Saturday, March 25, 2006

My Enterprise Makes Your Silly Product Look Like A Grain of Sand

Dare Obasanjo, a Microsoft engineer recently posted the following comment:

The funny thing about a lot of the people who claim to be 'Enterprise Architects' is that I've come to realize that they tend to seek complex solutions to relatively simple problems. How else do you explain the fact that web sites that serve millions of people a day and do billions of dollars in business a year like Amazon and Yahoo are using scripting languages like PHP and approaches based on REST to solve the problem of building distributed applications while you see these 'enterprise architect' telling us that you need complex WS-* technologies and expensive toolkits to build distributed applications for your business which has less issues to deal with than the Amazons and Yahoos of this world?

Dare goes on to say:
I was chatting with Dion Hinchcliffe at the Microsoft SPARK workshop this weekend and I asked him who the audience was for his blog on Web 2.0. He mentioned that he gets thousands of readers who are enterprise developers working for government agencies and businesses who see all the success that Web companies are having with simple technologies like RSS and RESTful web services while they have difficulty implementing SOAs in their enterprises for a smaller audience than these web sites. The lesson here is that all this complexity being pushed by so-called enterprise architects, software vendors and big 5 consulting companies is bullshit. If you are building distributed applications for your business, you really need to ask yourself what is so complex about the problems that you have to solve that makes it require more complex solutions than those that are working on a global scale on the World Wide Web today.

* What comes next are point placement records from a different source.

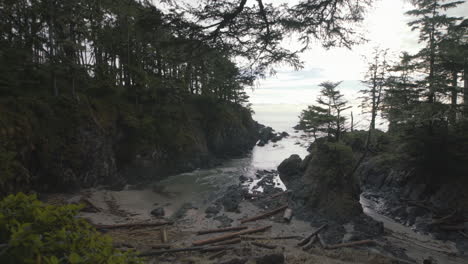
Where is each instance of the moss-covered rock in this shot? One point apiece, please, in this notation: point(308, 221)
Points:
point(60, 143)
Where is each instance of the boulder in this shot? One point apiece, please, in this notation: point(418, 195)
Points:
point(290, 166)
point(158, 212)
point(275, 258)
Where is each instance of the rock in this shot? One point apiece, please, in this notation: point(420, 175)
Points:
point(290, 166)
point(235, 261)
point(324, 186)
point(213, 209)
point(242, 178)
point(224, 220)
point(276, 258)
point(231, 199)
point(158, 212)
point(415, 211)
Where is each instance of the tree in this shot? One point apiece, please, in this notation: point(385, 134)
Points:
point(431, 23)
point(375, 80)
point(327, 116)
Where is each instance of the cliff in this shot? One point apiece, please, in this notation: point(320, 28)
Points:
point(51, 144)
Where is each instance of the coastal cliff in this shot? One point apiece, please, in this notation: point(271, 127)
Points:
point(50, 144)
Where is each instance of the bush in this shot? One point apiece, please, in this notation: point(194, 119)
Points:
point(32, 232)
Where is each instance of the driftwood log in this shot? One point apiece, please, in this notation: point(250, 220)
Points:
point(287, 214)
point(229, 236)
point(263, 245)
point(229, 242)
point(307, 239)
point(351, 244)
point(164, 235)
point(269, 238)
point(161, 246)
point(277, 195)
point(176, 250)
point(217, 255)
point(311, 243)
point(220, 230)
point(264, 215)
point(137, 225)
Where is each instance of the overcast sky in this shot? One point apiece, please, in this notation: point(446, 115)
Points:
point(385, 27)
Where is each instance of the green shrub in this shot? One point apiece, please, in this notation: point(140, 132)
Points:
point(32, 232)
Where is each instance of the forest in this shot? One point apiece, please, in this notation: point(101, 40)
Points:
point(127, 135)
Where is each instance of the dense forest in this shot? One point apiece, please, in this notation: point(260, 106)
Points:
point(101, 101)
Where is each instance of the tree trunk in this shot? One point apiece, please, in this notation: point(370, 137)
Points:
point(453, 110)
point(465, 90)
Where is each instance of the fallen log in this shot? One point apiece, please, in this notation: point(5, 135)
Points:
point(443, 220)
point(89, 205)
point(264, 215)
point(229, 236)
point(322, 242)
point(452, 227)
point(311, 244)
point(176, 250)
point(263, 245)
point(229, 242)
point(350, 244)
point(163, 235)
point(278, 195)
point(269, 238)
point(161, 246)
point(307, 239)
point(220, 230)
point(217, 255)
point(463, 234)
point(287, 214)
point(139, 225)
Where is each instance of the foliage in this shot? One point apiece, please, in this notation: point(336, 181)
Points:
point(326, 117)
point(32, 232)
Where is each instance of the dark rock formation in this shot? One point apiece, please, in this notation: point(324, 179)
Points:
point(158, 212)
point(325, 186)
point(290, 167)
point(61, 144)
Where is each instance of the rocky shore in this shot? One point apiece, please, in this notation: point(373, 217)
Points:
point(62, 144)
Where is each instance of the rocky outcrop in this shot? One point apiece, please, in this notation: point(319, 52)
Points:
point(290, 168)
point(324, 186)
point(267, 134)
point(59, 143)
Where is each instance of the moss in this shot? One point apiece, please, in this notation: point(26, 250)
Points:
point(37, 233)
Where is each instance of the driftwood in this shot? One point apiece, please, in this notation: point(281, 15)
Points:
point(263, 245)
point(220, 230)
point(163, 235)
point(217, 255)
point(311, 244)
point(422, 205)
point(287, 214)
point(264, 215)
point(351, 244)
point(269, 238)
point(443, 220)
point(89, 206)
point(139, 225)
point(277, 195)
point(322, 242)
point(161, 246)
point(229, 236)
point(307, 239)
point(229, 242)
point(463, 234)
point(176, 250)
point(452, 227)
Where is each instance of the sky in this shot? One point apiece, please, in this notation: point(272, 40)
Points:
point(385, 27)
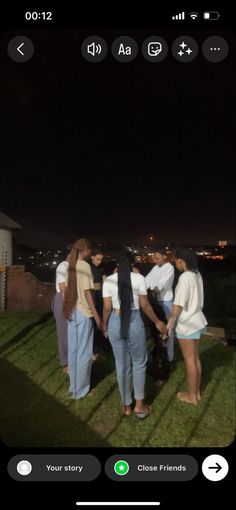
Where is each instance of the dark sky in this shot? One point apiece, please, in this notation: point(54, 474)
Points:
point(116, 151)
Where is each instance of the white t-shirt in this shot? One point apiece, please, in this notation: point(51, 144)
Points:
point(161, 279)
point(189, 294)
point(61, 273)
point(110, 289)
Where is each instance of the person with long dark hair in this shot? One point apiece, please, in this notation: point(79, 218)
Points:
point(99, 276)
point(124, 292)
point(160, 280)
point(191, 322)
point(57, 308)
point(79, 310)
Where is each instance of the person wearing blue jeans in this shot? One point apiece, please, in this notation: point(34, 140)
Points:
point(79, 310)
point(124, 292)
point(129, 352)
point(80, 350)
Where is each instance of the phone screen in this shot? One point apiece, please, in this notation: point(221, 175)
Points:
point(117, 258)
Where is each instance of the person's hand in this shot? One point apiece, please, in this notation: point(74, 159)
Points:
point(105, 331)
point(99, 323)
point(170, 324)
point(162, 328)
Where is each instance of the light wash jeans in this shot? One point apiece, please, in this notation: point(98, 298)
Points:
point(167, 307)
point(130, 356)
point(62, 328)
point(80, 349)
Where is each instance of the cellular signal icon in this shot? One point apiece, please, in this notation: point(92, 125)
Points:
point(179, 16)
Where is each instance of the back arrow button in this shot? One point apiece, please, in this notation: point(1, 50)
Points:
point(20, 49)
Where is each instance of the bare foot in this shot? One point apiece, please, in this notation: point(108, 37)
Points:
point(144, 409)
point(186, 397)
point(127, 410)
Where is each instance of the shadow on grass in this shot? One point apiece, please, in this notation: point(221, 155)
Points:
point(218, 355)
point(25, 331)
point(31, 418)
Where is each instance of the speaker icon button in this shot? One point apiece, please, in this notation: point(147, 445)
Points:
point(94, 49)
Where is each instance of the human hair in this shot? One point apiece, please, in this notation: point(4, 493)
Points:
point(189, 257)
point(96, 251)
point(161, 250)
point(71, 293)
point(125, 293)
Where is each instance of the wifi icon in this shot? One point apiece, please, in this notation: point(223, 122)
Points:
point(194, 15)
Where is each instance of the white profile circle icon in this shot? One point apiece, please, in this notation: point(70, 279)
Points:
point(24, 467)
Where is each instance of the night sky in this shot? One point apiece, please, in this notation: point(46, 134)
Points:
point(116, 152)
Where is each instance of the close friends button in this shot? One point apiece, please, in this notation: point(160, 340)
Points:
point(144, 468)
point(57, 468)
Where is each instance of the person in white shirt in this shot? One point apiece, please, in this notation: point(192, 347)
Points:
point(191, 322)
point(160, 279)
point(61, 322)
point(124, 292)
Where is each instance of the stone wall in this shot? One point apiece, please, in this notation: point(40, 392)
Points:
point(25, 292)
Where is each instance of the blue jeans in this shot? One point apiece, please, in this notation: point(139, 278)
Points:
point(130, 356)
point(167, 308)
point(80, 349)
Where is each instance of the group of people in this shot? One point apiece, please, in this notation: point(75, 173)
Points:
point(88, 302)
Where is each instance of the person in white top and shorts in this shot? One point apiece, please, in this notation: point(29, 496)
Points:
point(191, 322)
point(123, 294)
point(57, 308)
point(160, 279)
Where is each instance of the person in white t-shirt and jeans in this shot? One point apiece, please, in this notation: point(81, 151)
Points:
point(191, 322)
point(124, 292)
point(160, 279)
point(57, 308)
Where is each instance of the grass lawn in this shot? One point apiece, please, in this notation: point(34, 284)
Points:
point(36, 410)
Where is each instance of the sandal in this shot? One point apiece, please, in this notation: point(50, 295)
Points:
point(143, 414)
point(127, 411)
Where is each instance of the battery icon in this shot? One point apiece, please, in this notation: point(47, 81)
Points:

I guess that this gets to my point. Most people who have never seen a large enterprise architecture have no concept of what it is. I'm not trying to imply that Dare is one of them, but stating the RSS and REST are cures to enterprise grade problems seems a bit myopic. So, to Dare's point - why is it more complex to do 'enterprise grade' over 'web grade'? This is the million dollar (or perhaps billion dollar) question.

Of course I have my views, but what are yours? Send me your thoughts and I'll recompile for publishing. My gut tells me that there is a pretty good argument to be had here - if Dare is right, I want to be the first to advise my customers. If he's wrong, well - I want to advise my customer of that too!